Without him devoting his life to arrhythmia problems, many, many of us would be "long gone". Of course our doctors said: "Nobody dies from afib." Most don't tell afib sufferers that perhaps 40% of strokes are the result of afib; that many people suffer liver, thyroid, lung, and other potentially fatal side effects.

Now, many of us feel immortal! Actually, Ed Wehan has done numerous runs since his Maze a week before mine. At six months post surgery, he ran a 50 mile cross country race in Portland,OR (which I am sure he will do again this July) AND he came in 3rd overall, at age 57, only 18 minutes behind the winner, after 8 hours and 23 minutes!
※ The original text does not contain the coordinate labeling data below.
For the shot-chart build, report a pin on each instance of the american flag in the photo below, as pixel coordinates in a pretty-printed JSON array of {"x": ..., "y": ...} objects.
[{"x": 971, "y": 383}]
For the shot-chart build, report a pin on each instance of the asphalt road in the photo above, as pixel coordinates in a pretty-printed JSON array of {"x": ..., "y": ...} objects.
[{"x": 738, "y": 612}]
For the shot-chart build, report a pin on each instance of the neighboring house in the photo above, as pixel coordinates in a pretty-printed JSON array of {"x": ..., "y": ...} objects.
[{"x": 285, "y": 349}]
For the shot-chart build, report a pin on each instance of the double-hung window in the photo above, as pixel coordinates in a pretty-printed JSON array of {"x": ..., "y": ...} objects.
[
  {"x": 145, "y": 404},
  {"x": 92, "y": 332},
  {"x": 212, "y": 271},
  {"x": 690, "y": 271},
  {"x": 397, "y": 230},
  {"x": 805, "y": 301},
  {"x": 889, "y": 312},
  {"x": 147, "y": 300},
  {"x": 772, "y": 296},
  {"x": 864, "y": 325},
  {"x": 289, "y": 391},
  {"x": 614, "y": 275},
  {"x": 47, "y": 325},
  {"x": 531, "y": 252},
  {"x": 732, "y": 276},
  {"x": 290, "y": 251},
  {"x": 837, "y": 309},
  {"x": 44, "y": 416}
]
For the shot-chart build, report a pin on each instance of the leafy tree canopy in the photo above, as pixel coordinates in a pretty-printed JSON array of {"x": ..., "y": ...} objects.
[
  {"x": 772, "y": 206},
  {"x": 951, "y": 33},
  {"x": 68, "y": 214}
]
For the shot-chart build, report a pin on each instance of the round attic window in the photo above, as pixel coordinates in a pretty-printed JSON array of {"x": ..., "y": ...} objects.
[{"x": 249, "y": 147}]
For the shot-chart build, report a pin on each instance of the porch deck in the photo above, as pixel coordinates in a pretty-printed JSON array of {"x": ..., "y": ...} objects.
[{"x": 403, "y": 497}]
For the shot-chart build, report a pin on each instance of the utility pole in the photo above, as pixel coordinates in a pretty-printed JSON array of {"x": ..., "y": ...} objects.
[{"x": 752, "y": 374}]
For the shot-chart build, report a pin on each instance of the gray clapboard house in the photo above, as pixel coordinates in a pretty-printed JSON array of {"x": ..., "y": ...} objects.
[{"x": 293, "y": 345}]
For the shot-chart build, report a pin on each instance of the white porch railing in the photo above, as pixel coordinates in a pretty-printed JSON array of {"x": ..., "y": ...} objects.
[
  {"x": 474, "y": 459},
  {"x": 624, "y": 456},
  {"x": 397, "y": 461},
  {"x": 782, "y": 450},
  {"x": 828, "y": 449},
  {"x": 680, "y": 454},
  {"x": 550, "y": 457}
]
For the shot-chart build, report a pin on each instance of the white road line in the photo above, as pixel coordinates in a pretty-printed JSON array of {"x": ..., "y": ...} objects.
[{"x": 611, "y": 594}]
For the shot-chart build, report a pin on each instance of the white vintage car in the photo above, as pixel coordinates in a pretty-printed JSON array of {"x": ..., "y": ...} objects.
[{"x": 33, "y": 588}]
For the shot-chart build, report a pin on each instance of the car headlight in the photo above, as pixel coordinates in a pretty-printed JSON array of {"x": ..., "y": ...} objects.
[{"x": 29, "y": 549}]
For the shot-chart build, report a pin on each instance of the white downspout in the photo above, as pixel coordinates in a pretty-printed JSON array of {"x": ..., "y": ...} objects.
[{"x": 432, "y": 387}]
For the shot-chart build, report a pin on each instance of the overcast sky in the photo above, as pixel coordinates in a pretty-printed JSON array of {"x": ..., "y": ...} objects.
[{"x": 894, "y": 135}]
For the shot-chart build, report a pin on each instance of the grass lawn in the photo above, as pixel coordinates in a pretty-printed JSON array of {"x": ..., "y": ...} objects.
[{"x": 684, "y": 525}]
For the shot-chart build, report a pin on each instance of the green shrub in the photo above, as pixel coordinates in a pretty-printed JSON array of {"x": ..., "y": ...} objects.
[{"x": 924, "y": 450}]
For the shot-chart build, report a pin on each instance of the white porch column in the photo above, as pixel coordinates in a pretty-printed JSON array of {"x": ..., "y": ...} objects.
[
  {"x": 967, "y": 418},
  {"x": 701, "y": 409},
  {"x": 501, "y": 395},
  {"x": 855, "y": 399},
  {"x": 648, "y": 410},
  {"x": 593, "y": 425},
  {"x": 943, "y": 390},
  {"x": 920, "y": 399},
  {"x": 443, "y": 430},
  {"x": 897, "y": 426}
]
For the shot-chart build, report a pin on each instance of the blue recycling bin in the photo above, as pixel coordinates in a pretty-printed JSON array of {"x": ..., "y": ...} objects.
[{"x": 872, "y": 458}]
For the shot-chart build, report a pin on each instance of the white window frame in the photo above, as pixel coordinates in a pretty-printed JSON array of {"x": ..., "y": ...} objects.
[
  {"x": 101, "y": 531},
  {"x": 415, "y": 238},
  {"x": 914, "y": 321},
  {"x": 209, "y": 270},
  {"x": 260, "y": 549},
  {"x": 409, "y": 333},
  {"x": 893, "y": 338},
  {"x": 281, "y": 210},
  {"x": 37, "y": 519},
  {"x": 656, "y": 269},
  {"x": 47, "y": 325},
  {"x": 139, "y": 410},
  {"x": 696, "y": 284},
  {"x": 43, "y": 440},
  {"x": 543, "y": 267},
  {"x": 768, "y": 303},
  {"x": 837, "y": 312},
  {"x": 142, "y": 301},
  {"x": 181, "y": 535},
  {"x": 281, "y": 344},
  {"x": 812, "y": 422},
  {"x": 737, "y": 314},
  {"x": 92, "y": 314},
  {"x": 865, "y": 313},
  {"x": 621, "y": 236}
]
He then ran from the rim of the Grand Canyon, down to the bottom and across, spent the night, and ran back across and up to the rim (in the summer, I might add). Then, last November, he ran an Ultra Running event in Patagonia, which was much more than 50 miles, at extreme altitudes. Pretty good for a guy who, just before his Maze in 1/01, could not beat his five year old daughter in a footrace of any length! Tell Ed that "the Maze doesn't work!!"

The stories of Cox Maze III successes are numerous, the dedicated surgeons who have learned the procedure have been courageous, and so many of us are so thankful for their help.

Now Dr. Cox now has added a most ambitious project to his "retirement": recruit 1000s of cardio and cardio-thoracic surgeons world-wide to perform life-saving surgeries in state-of-the-art surgical hubs around the world, on a year-round basis. This is an example of his determination to serve all who suffer from heart problems, in addition to the millions of afib sufferers in the U.S. The number of surgeons from whom he has received commitments is very exciting, and his efforts on that front should not go unnoticed.

When we have a Maze Alumni "getogether/reunion", Dr. Cox will be sore all over from all the hand shakes and hugs he will receive. Hopefully, 60 Minutes or someone will cover such an outpouring appreciation from perhaps 100s of people he has never met, but touched in such a profound way.

Thanks for your initiative. I imagine Dr. Cox will be embarassed by this attention, and for that I will apologize to him.